Approach: Flowsheet analysis identified process options for the S-I cycle. Laboratory experiments evaluated process options and provided the basis for the design and testing of the 3 major reaction sections of the S-I cycle.
Technical Accomplishments: The 3 major reaction sections of the S-I cycle have been assembled at the integrated lab scale experiment site and initial testing has been initiated. SNL has completed testing of a SiCbayonet sulfuric acid decomposer section at the GA site and conducted initial integrated operations with the CEA. The CEA has completed the first Bunsen reactor test, producing and separating the heavy (HI) and light (H2SO4) phase acids for subsequent processing. GA has completed the initial H2 production runs on the HI extractive distillation and decomposition section.

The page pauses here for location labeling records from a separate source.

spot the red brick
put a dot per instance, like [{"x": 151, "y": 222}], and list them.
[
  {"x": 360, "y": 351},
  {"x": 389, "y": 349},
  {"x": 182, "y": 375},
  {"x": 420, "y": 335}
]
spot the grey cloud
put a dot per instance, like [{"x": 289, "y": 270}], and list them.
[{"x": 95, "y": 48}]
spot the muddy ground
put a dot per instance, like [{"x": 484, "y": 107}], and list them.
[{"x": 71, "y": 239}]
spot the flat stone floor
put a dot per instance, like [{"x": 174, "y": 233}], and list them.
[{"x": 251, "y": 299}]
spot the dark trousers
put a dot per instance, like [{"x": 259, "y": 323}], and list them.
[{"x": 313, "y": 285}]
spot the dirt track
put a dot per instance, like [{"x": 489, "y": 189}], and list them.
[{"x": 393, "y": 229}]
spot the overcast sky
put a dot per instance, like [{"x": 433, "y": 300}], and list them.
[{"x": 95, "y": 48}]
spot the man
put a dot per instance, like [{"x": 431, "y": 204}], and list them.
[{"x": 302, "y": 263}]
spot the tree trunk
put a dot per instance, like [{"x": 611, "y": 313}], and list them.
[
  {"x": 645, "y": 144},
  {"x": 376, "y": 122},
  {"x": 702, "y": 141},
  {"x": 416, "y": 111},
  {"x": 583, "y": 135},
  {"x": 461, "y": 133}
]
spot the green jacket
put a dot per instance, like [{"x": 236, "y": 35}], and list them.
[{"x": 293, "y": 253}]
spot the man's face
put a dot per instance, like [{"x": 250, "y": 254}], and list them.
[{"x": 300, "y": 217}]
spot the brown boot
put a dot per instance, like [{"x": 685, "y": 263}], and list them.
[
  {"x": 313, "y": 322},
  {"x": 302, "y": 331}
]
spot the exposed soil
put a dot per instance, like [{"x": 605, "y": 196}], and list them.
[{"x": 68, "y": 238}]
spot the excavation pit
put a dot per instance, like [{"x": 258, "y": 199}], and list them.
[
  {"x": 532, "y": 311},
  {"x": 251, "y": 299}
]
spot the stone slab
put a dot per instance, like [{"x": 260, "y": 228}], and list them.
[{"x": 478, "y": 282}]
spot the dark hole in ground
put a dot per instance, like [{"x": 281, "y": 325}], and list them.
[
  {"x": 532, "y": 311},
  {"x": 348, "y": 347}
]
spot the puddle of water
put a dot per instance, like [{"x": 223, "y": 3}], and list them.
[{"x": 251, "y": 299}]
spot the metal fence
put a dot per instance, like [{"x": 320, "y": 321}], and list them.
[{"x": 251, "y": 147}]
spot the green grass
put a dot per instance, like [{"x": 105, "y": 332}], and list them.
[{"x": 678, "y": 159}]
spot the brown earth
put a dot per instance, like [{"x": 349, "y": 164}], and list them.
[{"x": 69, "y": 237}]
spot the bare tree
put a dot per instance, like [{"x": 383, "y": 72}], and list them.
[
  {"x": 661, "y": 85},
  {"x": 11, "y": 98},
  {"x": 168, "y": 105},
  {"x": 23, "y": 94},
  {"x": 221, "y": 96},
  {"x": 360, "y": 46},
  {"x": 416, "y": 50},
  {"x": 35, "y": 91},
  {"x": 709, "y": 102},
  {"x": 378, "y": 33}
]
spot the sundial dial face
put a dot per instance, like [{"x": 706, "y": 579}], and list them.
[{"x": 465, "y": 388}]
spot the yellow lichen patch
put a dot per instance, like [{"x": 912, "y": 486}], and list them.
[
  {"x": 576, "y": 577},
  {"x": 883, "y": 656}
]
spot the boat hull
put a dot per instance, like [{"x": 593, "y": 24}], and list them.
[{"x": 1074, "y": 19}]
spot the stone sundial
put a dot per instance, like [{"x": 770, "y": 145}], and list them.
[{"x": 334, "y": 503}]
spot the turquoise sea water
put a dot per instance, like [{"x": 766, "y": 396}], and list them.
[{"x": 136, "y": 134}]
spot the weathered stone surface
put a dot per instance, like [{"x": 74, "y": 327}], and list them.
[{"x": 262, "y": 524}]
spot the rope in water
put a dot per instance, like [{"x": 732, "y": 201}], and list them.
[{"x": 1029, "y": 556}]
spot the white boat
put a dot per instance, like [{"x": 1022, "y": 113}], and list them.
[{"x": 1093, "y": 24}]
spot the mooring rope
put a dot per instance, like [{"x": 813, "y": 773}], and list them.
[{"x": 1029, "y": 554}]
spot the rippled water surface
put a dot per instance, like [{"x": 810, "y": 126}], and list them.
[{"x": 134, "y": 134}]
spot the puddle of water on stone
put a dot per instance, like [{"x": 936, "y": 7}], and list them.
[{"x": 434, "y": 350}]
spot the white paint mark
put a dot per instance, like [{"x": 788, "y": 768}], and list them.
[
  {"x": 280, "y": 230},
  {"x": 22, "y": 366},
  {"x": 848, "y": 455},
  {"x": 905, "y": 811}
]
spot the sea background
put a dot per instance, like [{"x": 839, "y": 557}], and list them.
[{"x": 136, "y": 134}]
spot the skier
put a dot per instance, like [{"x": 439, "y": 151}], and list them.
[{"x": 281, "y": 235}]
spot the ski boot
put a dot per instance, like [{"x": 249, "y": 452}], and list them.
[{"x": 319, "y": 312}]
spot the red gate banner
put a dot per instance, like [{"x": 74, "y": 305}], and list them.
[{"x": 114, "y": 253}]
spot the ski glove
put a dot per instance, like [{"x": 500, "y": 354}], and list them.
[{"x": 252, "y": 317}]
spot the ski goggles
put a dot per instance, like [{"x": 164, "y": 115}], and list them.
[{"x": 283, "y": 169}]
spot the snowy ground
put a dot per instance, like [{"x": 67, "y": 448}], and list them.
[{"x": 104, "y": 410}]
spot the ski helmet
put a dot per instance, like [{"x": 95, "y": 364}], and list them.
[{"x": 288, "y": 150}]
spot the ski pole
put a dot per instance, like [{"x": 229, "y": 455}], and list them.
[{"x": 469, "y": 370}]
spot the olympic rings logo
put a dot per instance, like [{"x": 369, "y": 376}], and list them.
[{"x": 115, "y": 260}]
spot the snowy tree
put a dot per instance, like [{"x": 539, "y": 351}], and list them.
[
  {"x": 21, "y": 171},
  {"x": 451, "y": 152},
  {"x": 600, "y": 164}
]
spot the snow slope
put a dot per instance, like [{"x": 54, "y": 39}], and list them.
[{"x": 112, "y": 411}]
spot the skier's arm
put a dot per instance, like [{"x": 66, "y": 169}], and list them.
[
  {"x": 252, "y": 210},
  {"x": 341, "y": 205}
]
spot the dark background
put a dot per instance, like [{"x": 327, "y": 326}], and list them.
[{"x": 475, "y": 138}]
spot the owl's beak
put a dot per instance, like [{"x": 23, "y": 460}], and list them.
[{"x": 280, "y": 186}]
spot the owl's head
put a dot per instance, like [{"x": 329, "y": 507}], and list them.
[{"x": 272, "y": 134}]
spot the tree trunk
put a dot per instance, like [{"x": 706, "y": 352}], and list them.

Tech Transfer/Collaboration: The S-I cycle research is conducted as an INERI project with the French CEA. There is also collaboration with Universities (chemical analyses, materials). The DOE sponsored work will be a major component in the Generation IV International Forum (GIF) nuclear hydrogen collaboration signed in March FY2008.
Future Research: The focus in FY08 will be to complete the initial series of ILS test in the current configuration. FY09 is TBD but the possibility of examining advanced process options is a primary consideration. Research on improved catalysts will also be conducted.